恋じゃなくてもイイですか?
「終電に間に合えばいいですけど……間に会わなかったら、タクシーで帰ります。今日中に終わさないといけない仕事があるので、遅くなっても帰ります。ただ、財布の中を覗いたら、あまり持ち合わせがなかったので、もしかしたら、やにれ荘の門の前で奏ちゃんを呼ぶかもしれません」
「それなら、ちょっと貸しておこうか?」
「ありがとうございます。助かります」
普段タクシーを使わないので、どれ位のお金が掛かるか解らなかったから、取り敢えず、財布の中から3千円を抜いて、ハルニレに手渡した。
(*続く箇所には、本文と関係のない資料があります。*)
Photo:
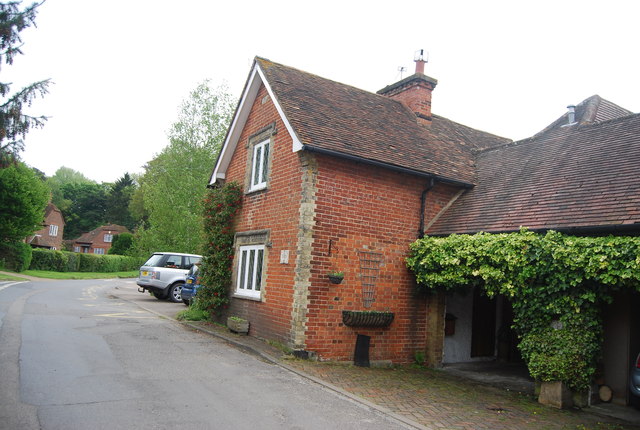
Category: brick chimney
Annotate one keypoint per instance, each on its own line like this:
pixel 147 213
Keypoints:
pixel 414 91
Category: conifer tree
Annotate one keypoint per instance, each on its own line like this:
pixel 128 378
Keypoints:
pixel 14 122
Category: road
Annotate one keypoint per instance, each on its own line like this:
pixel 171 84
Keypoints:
pixel 74 356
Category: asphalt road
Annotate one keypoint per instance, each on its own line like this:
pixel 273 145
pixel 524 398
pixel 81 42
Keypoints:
pixel 73 356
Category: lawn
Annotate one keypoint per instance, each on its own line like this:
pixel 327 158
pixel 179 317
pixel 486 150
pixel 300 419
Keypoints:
pixel 67 275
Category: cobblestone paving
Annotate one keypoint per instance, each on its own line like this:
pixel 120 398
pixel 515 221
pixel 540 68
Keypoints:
pixel 440 401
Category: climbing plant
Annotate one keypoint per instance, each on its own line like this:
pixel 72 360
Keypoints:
pixel 556 283
pixel 221 204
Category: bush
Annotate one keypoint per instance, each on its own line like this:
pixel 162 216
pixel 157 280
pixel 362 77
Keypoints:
pixel 15 256
pixel 561 355
pixel 122 244
pixel 64 261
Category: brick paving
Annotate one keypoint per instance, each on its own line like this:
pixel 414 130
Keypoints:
pixel 437 400
pixel 429 397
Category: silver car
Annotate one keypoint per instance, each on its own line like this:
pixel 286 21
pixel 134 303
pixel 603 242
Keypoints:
pixel 164 274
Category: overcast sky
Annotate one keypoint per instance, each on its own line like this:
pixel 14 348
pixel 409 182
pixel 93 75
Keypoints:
pixel 122 67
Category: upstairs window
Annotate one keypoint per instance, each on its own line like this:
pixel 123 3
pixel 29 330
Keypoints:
pixel 250 264
pixel 260 166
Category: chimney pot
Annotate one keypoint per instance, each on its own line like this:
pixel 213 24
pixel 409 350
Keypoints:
pixel 420 61
pixel 571 114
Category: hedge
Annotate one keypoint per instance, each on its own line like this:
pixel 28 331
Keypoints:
pixel 64 261
pixel 15 256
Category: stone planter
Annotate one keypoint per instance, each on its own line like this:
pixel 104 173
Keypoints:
pixel 335 279
pixel 367 318
pixel 555 394
pixel 238 325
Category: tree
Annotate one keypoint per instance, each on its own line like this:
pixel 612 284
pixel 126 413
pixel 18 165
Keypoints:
pixel 174 183
pixel 62 177
pixel 87 209
pixel 23 198
pixel 118 201
pixel 14 122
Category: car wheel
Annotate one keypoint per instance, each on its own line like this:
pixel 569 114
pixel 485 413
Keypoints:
pixel 159 295
pixel 175 292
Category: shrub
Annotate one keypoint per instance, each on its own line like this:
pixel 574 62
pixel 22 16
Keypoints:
pixel 15 256
pixel 63 261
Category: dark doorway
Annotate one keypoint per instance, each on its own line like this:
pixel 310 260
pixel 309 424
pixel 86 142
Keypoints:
pixel 483 327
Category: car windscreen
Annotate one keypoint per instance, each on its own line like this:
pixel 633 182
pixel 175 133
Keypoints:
pixel 154 261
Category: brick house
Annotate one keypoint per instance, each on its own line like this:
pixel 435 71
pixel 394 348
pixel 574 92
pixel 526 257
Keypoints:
pixel 337 178
pixel 50 235
pixel 98 241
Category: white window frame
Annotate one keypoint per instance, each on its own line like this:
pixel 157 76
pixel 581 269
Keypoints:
pixel 250 281
pixel 260 166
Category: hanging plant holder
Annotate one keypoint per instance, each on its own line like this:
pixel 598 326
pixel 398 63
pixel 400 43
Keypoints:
pixel 367 318
pixel 335 279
ハルニレはお金を受け取ると、桐生くんと共に、ホームに到着した電車に乗り込んだ。
閉まるドアの向こうでこちらに向かって、手を振る2人を見送りながら、ホームを後にした。
午前0時前にやにれ荘に無事着いた。
人が通るとパッと光を放つセンサー付きの照明が、玄関の下まで来るとぱっと辺りを照らした。
やにれ荘に人のいる気配はない。
建物の中は真っ暗だった。
遥くんもまだ帰ってないのだろう。
バイトが終わるのは0時過ぎらしく、ここ数日、午前を回ったところで部屋の外から、ごそごそと廊下を歩く物音がする。